A Review of Galaxy Love
The 92-year-old secular rabbi of American poetry, ferocious and funny as ever.
Not only does it beggar belief that a writer Gerald Stern's age remains both prolific and vital, but the Pittsburgh native's strongest poems' cantankerous refusal to tame rage into annoyance or exaltation into enjoyment stands as a rebuke to anyone who prefers art to behave itself – if such can rightly be called "art." I know devoted readers of poetry who have long disapproved of Stern's devil-may-care tone, sometime lack of rhetorical coherence, relentless name-dropping, and obsessional subject matter – black locusts, dead insects, long-gone political movements, and what he called in "The Dancing," one of his best-known poems, "beautiful filthy Pittsburgh, home/of the evil Mellons."
The thing is, they're correct, these readers, correct as far as correctness goes. Too often in Stern's recent collections, the poems hit their Stern-esque marks, giving his people exactly what he's taught them to expect, the poet finally easing into his La-Z-Boy after one of the last half-century's great runs of excellence.
Like all his best work, Galaxy Love once more gives us Stern in all his sprawling, polymathic, harshly compassionate contrariness.
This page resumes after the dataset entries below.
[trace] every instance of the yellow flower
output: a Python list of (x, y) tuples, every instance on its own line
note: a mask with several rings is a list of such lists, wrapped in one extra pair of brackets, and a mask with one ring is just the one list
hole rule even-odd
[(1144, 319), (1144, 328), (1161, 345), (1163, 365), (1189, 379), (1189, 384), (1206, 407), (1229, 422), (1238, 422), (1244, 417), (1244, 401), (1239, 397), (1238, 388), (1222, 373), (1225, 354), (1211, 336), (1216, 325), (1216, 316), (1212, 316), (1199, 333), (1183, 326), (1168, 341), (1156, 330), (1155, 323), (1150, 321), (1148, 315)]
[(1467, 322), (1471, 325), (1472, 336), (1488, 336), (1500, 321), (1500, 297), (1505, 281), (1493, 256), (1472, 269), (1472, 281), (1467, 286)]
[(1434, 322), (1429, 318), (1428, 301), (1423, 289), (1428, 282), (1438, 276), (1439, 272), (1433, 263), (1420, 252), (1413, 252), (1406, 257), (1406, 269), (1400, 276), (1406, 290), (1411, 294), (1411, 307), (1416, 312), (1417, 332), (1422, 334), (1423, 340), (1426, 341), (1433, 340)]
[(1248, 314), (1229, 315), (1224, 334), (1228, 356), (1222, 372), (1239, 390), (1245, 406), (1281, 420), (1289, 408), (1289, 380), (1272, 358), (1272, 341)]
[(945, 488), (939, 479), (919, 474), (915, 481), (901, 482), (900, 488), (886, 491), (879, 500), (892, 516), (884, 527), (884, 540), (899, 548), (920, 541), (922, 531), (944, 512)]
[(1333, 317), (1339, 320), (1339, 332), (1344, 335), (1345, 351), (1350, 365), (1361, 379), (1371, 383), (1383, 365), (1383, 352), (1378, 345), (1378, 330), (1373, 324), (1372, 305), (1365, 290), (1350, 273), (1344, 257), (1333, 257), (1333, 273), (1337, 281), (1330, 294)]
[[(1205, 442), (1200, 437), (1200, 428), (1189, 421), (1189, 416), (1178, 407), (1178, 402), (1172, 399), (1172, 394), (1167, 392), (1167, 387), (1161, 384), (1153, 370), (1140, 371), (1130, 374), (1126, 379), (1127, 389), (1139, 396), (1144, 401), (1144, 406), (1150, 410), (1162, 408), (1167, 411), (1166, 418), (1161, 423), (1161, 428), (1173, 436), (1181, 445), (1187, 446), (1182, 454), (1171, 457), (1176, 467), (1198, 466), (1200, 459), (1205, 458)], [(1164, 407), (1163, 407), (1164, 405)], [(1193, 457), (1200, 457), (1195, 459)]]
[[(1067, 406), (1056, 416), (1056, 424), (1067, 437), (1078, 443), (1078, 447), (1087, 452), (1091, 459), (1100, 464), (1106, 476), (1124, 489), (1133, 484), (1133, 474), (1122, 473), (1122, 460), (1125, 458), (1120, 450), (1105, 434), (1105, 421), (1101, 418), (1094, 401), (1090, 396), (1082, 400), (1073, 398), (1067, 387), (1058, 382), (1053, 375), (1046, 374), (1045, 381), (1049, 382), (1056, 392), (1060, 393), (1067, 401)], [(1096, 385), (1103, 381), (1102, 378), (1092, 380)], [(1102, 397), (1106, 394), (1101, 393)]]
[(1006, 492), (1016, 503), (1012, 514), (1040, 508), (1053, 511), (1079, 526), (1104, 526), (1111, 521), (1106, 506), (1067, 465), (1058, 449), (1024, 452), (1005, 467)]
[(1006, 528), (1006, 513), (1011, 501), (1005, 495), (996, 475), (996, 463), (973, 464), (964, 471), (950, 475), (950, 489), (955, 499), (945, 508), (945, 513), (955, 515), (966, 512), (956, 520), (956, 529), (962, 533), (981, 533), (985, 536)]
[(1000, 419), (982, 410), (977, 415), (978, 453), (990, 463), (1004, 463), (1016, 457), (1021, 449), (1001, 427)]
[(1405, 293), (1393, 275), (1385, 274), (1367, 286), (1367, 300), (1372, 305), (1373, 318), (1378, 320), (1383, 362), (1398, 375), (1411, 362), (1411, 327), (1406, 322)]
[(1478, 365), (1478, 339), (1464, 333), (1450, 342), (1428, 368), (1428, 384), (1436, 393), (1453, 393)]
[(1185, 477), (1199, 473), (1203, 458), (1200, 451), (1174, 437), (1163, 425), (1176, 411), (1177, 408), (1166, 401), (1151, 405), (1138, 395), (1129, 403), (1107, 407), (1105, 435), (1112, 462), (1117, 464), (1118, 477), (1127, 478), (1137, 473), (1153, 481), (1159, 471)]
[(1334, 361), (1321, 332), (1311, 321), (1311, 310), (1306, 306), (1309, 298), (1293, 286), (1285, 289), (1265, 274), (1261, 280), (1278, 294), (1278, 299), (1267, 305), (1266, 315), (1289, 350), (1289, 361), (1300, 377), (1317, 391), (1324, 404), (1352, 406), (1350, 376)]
In poems that range from tender lyrics like the title poem (in which the speaker turns "the light off with the right/hand and gather[s]" the loved one "in close with the wrong") to self-lacerating elegies like "Bastards" to "Ecstasy," a poem whose gravitational field holds Hedy Lamarr, "Toyotas and Chevys," "the reason broken glass wouldn't do," and "a boundless absorption of the world" in nested orbits, to how "Poverty" in line after line yields paradoxical riches, Stern proves once again he's a consummate trickster, our latter-day Walt Whitman, and a contemporary Isaiah, even as he keeps arguing with every prophet you can name. His work here feeds the imagination as surely as the potatoes feed the speaker of "Pittsburgh Sun-Telegraph, 1939":
The one thing that kept me going above all else
were the potatoes we roasted in the burning ash
and for their sake I made one trip too many
on the three-bladed sled.
For me, Gerald Stern is one of a dozen or so writers absolutely necessary to living. His work has long since convinced me to forgive ahead of time whatever failures or flaws may come. Stern's poems could not have been made by anyone else, and very few practitioners of any art can say that.
Galaxy Love, by Gerald Stern, W.W. Norton & Co., 2017, 124pp., $25.95
The poems in John Repp's most recent chapbook (Music Over the Water, Alice Greene & Co., 2013) are set in or near Presque Isle State Park. He coordinates the Writing Concentration at Edinboro University and teaches courses in every genre the Concentration offers.